Wednesday, August 10, 2011

Things in the night



My daughter crawled into bed with me last night in the wee hours. Coincidentally, I was awake because the neighbour was up on a ladder a few feet away from my bedroom window taping plastic over the empty hole where the bathroom window used to be. He took the window out to replace it during the day and didn't finish. The previous tape job he'd concocted had given out in the rain, and he was redoing it, waking me up with that annoying tape noise over and over, without any rhythm and with no idea of when he'd be done. Eventually I think he ran out of tape and stopped just before I started throwing things at his head.
So, just as he was done, Naomi appeared in my doorway and stumbled to the other side of the bed and crawled in. I was trying to convince her to go back to sleep in her bed, I end up with a foot in my ear more mornings than not, when her little sleepy sad voice whispered in the dark, "But I woke up and it felt lonely". Melt. This is how she suckers me in.
She made herself comfy and snuggled in and fell right back to sleep. Lucky. I was awake, brain whirring, analysing the sleeplessness and out of whack feelings.
This summer has been about emptiness for me. People in my life have been empty, which I've had to accept and move past. I've also found myself feeling an emptiness for some people who deserve love. Promises have been empty, my job has felt empty of anything meaningful (which is more a reflection on me than the actual job), my bank account seems emptier. Not having my cat around makes the house seem so much more empty when the kids aren't here, it's not as if she created havoc running around the house, but I miss her wandering in and out of rooms, sitting with me, waking me up in the morning with a purring furry face against mine as she tried to smell the inside of my nose. Suddenly the things I took for granted are gone and there's a selfish fear that I didn't appreciate them enough while they were present. But I cannot long for things from the past, they no longer exist.

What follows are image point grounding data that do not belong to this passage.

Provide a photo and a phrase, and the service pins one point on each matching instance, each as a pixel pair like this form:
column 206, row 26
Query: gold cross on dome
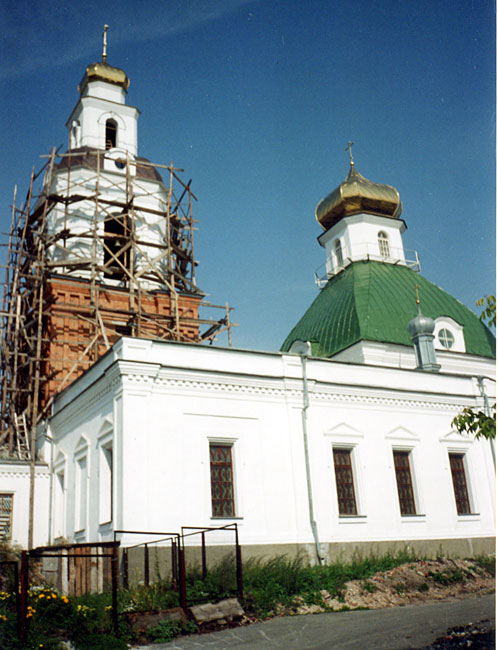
column 104, row 43
column 351, row 161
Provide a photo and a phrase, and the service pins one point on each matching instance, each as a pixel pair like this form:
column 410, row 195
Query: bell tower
column 103, row 247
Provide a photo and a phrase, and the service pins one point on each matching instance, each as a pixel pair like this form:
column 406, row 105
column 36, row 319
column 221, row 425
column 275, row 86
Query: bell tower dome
column 101, row 119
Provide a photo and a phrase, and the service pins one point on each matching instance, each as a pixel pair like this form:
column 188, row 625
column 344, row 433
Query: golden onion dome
column 357, row 194
column 102, row 71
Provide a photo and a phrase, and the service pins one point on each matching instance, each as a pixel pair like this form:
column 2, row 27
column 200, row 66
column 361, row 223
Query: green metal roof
column 374, row 301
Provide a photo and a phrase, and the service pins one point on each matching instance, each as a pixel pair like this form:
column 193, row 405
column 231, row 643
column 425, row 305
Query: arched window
column 116, row 252
column 338, row 252
column 111, row 133
column 383, row 244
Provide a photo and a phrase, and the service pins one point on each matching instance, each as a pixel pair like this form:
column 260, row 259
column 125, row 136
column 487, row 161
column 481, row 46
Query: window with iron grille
column 338, row 252
column 6, row 502
column 404, row 482
column 344, row 481
column 222, row 501
column 460, row 484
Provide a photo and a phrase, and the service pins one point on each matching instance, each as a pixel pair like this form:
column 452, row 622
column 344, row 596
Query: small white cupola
column 101, row 119
column 421, row 329
column 361, row 221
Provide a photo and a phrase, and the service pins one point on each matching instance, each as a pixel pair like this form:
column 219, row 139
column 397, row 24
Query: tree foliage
column 488, row 313
column 477, row 423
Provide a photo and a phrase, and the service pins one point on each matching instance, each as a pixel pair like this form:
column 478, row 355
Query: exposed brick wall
column 70, row 325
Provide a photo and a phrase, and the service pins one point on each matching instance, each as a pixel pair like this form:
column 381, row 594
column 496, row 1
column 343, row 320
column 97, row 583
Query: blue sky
column 257, row 100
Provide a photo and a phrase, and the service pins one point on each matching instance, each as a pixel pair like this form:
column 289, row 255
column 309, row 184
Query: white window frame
column 384, row 244
column 411, row 450
column 339, row 257
column 454, row 443
column 353, row 452
column 226, row 442
column 60, row 497
column 106, row 477
column 344, row 436
column 81, row 486
column 466, row 468
column 12, row 496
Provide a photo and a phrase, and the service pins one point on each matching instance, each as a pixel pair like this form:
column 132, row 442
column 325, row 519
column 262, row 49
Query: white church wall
column 166, row 402
column 15, row 481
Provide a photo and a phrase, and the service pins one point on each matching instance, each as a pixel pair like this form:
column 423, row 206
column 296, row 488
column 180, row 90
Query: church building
column 342, row 440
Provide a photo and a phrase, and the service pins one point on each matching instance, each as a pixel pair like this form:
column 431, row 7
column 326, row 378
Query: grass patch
column 280, row 579
column 487, row 562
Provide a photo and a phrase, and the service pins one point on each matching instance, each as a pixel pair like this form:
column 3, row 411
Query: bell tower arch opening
column 116, row 244
column 111, row 133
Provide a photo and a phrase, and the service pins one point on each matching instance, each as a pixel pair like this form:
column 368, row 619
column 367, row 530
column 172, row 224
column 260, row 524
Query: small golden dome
column 357, row 194
column 104, row 72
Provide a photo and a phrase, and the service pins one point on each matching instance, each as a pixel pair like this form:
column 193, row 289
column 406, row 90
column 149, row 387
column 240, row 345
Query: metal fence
column 77, row 569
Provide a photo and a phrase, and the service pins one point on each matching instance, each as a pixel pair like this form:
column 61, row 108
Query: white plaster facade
column 15, row 481
column 159, row 405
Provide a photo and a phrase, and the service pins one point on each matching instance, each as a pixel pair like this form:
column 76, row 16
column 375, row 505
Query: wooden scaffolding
column 80, row 273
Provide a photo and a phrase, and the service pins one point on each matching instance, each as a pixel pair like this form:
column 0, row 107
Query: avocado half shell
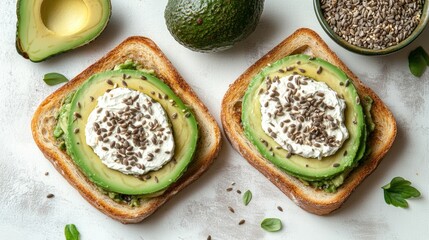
column 49, row 27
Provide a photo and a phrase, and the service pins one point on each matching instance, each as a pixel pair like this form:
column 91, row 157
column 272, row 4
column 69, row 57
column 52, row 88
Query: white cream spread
column 304, row 116
column 130, row 132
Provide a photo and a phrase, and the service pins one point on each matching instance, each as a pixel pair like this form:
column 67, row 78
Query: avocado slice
column 49, row 27
column 210, row 26
column 184, row 126
column 307, row 169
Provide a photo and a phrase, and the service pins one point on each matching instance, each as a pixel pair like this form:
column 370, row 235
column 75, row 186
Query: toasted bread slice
column 312, row 200
column 144, row 51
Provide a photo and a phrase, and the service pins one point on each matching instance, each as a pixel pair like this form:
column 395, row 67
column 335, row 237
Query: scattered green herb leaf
column 54, row 78
column 71, row 232
column 271, row 224
column 397, row 191
column 247, row 197
column 418, row 60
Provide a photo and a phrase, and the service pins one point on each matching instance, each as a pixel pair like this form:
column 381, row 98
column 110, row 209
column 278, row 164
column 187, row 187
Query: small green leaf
column 271, row 224
column 71, row 232
column 54, row 78
column 418, row 60
column 397, row 191
column 247, row 197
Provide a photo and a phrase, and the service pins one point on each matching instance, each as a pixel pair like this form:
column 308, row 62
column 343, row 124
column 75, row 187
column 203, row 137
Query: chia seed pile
column 372, row 24
column 134, row 131
column 309, row 112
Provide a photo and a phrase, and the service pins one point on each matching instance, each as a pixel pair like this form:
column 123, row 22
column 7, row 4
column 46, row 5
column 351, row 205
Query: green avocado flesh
column 209, row 26
column 49, row 27
column 329, row 172
column 184, row 126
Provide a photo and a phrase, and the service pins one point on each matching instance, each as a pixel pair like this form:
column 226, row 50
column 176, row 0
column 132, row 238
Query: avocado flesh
column 185, row 133
column 50, row 27
column 307, row 169
column 210, row 26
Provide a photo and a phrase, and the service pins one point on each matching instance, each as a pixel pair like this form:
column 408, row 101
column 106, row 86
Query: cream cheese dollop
column 304, row 116
column 130, row 132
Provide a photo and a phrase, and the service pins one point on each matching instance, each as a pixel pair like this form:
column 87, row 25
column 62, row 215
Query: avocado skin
column 212, row 25
column 89, row 163
column 21, row 29
column 317, row 174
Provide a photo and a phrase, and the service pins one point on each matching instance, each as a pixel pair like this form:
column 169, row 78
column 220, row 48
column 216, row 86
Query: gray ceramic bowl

It sounds like I've had a pretty stark summer, but I haven't. I've had a lot of fun with my children and my friends, we've been to the beach, exploring the city, discovering new restaurants, reading, meeting people, and laughing. My life is not tragic and I have people who love me, but emptiness has motivated me to perhaps make some choices that I should have avoided.
There are two ways to handle the emptiness. You can try to fill it with activities and things until you are distracted, which is effective but only fills it temporarily, requiring a constant parade of activities and things. Or you can step back and look at the emptiness for a while until you realise how wonderful it can be. In the design of just about anything, the best thing you can do sometimes is allow just a little more white space; it cleans and opens up a room, a page, a mind. And the most beautiful thing about emptiness is its endless potential for ways to fill it. This is what I'm going to try to focus on for the next little while and see where it takes me.